HN can be an echo chamber. Keep it online. The world is bigger then HN.


I don't have a problem with it. The only reason you are getting negative comments is that there will be a few HN members biting their nails.


Of course, that's because you did something morally wrong.

This is different than what people label as 'echo chamber'. In there you'd have either 100% love or hate.

Having mixed responses verging toward hate, says you screwed up and the general public doesn't approve of it.


They didn't do anything morally wrong. The data is already public and easily searchable with a few regex tricks. They just made it a tiny bit more convenient but anyone that's thought of this as a source of credentials can easily scrape it themselves.

If anything what they're doing might help shine a light on how big of an issue this actually is and provide a helpful corpus of data to train algorithms on to detect this better.

The issue at this point is far too big to be able to go around and notify everyone about this. There's also plenty of repositories that are abandoned or maintainers that are MIA so you'll never be able to properly resolve all of it.


Morality depends on current life views, upbringing, societal norms etc.

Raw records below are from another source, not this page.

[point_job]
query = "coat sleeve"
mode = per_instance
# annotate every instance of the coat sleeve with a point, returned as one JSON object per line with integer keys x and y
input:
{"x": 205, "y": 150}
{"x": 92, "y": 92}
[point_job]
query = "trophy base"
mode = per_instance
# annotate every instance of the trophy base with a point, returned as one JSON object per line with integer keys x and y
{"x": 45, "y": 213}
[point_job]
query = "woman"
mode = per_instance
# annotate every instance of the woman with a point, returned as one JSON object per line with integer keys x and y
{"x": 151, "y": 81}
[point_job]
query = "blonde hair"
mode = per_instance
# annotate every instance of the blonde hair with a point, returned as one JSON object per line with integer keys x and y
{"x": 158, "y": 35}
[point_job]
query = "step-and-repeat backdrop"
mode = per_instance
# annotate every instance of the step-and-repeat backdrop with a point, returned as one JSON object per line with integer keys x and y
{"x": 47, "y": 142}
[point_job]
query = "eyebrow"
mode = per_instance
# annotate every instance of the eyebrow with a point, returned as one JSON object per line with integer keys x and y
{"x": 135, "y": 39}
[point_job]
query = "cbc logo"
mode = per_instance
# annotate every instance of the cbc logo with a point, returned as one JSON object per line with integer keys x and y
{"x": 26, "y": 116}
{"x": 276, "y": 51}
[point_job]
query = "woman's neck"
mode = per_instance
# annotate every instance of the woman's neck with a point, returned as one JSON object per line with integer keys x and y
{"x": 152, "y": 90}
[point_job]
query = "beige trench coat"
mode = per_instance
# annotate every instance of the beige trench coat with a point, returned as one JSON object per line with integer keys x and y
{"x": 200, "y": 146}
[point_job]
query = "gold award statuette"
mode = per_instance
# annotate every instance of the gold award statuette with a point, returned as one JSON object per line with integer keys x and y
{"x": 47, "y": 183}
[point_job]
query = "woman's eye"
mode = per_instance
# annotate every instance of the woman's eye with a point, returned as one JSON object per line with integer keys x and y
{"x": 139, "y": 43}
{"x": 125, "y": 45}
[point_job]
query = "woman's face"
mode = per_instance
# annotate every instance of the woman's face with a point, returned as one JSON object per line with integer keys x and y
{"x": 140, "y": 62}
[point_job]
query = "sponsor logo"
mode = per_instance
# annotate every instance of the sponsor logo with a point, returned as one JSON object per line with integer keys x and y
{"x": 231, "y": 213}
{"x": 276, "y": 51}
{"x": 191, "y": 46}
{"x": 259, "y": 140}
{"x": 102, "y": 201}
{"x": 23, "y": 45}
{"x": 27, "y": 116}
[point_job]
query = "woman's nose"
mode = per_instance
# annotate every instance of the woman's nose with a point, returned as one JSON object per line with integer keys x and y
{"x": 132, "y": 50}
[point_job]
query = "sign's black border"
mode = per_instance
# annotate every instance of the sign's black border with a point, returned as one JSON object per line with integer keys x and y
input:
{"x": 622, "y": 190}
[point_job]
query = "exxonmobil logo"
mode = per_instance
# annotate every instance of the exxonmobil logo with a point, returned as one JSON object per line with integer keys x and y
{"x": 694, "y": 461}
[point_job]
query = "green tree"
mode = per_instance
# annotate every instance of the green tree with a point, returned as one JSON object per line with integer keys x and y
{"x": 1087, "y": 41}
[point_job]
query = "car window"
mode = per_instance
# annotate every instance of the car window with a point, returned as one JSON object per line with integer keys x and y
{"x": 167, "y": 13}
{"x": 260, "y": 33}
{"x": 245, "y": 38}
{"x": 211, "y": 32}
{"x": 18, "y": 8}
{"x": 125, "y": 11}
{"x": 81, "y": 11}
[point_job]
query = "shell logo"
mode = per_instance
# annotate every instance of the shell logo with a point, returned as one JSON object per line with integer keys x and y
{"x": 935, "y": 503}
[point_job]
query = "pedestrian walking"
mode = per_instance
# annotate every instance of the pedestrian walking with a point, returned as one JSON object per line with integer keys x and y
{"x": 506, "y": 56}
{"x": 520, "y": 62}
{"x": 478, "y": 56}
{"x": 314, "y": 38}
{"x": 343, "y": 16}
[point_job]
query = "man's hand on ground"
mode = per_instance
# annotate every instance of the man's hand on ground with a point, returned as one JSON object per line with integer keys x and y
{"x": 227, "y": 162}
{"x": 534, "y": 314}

You may disagree and that is fully in your right.

However, account for the fact that not all HN readers are from US. In other countries what they did is in some case against the law (promoting/enabling criminal behaviour and activities/etc).


I'm not from the US so that's already accounted for.


This is part of the disclosure debate that's been going on in the security industry for decades now. Some people take an aggressive full-disclosure stance and believe every flaw should be publicized immediately and some take a non-disclosure stance and say flaws should never be published until they've become entirely irrelevant.

Most have come to the middle and settled on a "responsible disclosure" paradigm, where researchers notify the maintainers and work with them to set a reasonable timeline for the correction of the issue. The issue is publicly disclosed somewhere between 30-90 days after the private disclosure to maintainers; this gives them time to correct the issue and push out updates, and it also incentivizes them to fix the issue instead of sitting on it forever and allowing it to be exploited as a zero-day.

It would've been good to see this paradigm applied here; the search could've sent a message to the repository owner with a note that the result would become public in 60 days, and to ensure all keys had been rotated and that secrets were no longer stored in git after that point.

In any case, none of these people are operating from a morally dubious perspective. I would suggest you refrain from impugning their motives. Virtually everyone in the security community has the end goal of promoting secure software. Aggressive full disclosure advocates believe that their methods will work most effectively not only at getting issues that exist fixed ASAP, but also at ensuring companies adopt strong and safe practices moving forward, since there won't be second chances.